Working Therapeutically with Family Estrangement
By Letticia Banton
Photo by Marianna Smiley
“It’s starting to get dark early.” After several years of working together, I knew this was my client’s code for ‘Christmas is coming’, which for him meant a reminder of his family’s estrangement and the prospect of spending another festive season alone, with intense feelings of loneliness, grief and shame resurfacing.
‘Family estrangement’ is a term used to describe the breakdown of a relationship between family members. In the UK, it is estimated that 1 in 5 people are estranged from their family, with numbers on the rise (Stand Alone, 2015). Yet it is an area of relationships that has received little attention by psychotherapeutic theory, research and training. To help address this gap, the Inner Citadel Institute welcomed Dr Samantha Barcham for a two-part CPD on family estrangement.
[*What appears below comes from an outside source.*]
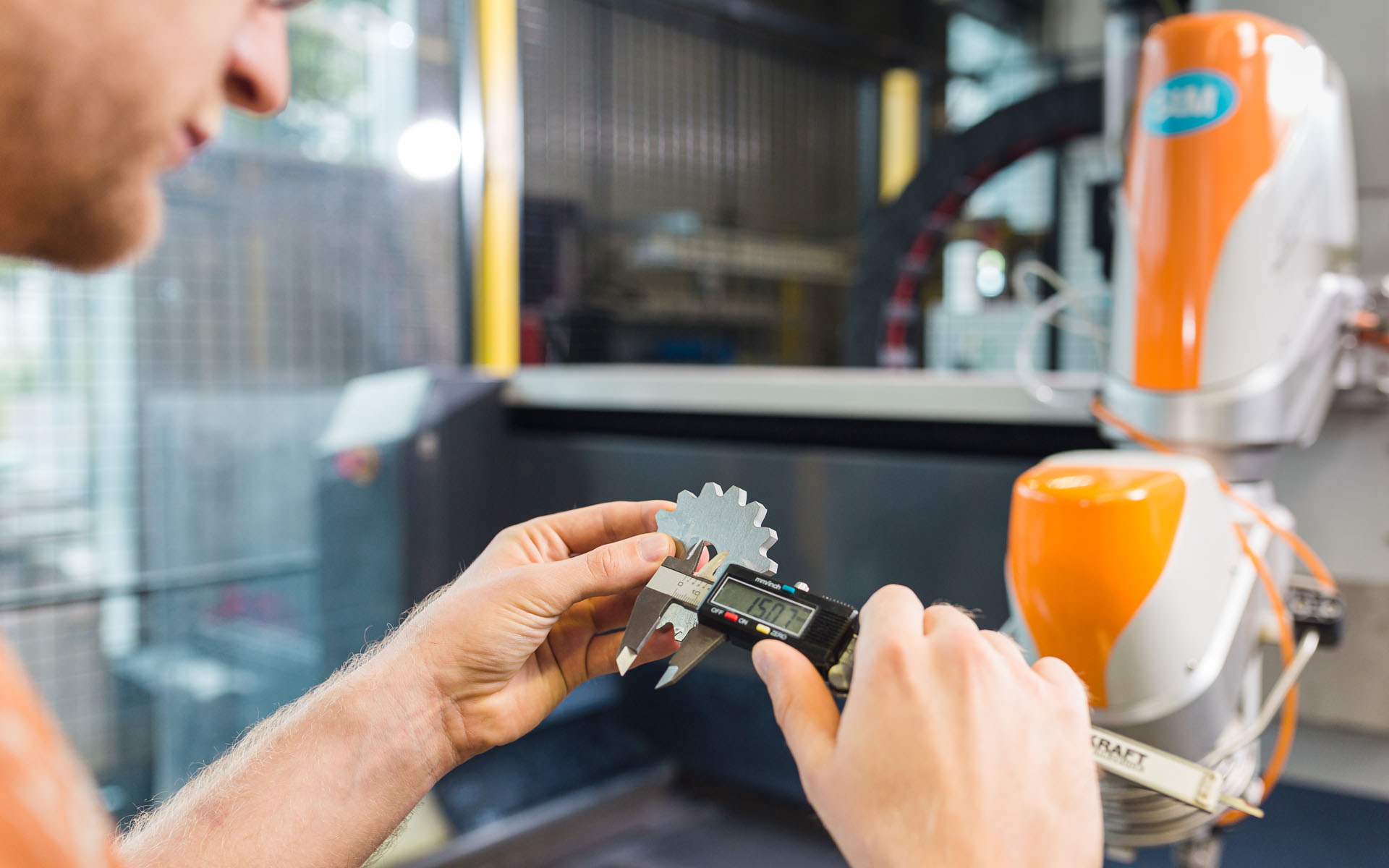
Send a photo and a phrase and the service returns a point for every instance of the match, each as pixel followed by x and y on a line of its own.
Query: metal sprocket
pixel 726 521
Dr Barcham (2021) has conducted doctoral research into this area, and it is her specialism in clinical practice.
While every person’s experience is unique, Dr Barcham emphasised that “family estrangement often comes with incredible sadness and heartache for all those involved, and it is not something done on a ‘whim.’” Her research describes estrangement as a ‘relational injury’ or trauma (Barcham, 2021). As relational beings, a person’s sense of self-confidence and self-worth may be significantly impacted by family estrangement. Exploring a person’s lived experience of family estrangement and its impact on their sense of self in psychotherapy is nuanced work. In this post, we share six takeaways from the CPD sessions on working therapeutically with people who are estranged from/by their families:
1. Reflect on your own assumptions towards family estrangement
Family estrangement is an area that may not have been explored during core psychotherapy trainings. Drawing on Blake’s (2020) research, Dr Barcham highlighted several common biases that people carry toward those who are estranged from their families:
- Reconciliation bias: Are you encouraging reconciliation, pushing the client to reconnect and make amends? Why might you hold this agenda?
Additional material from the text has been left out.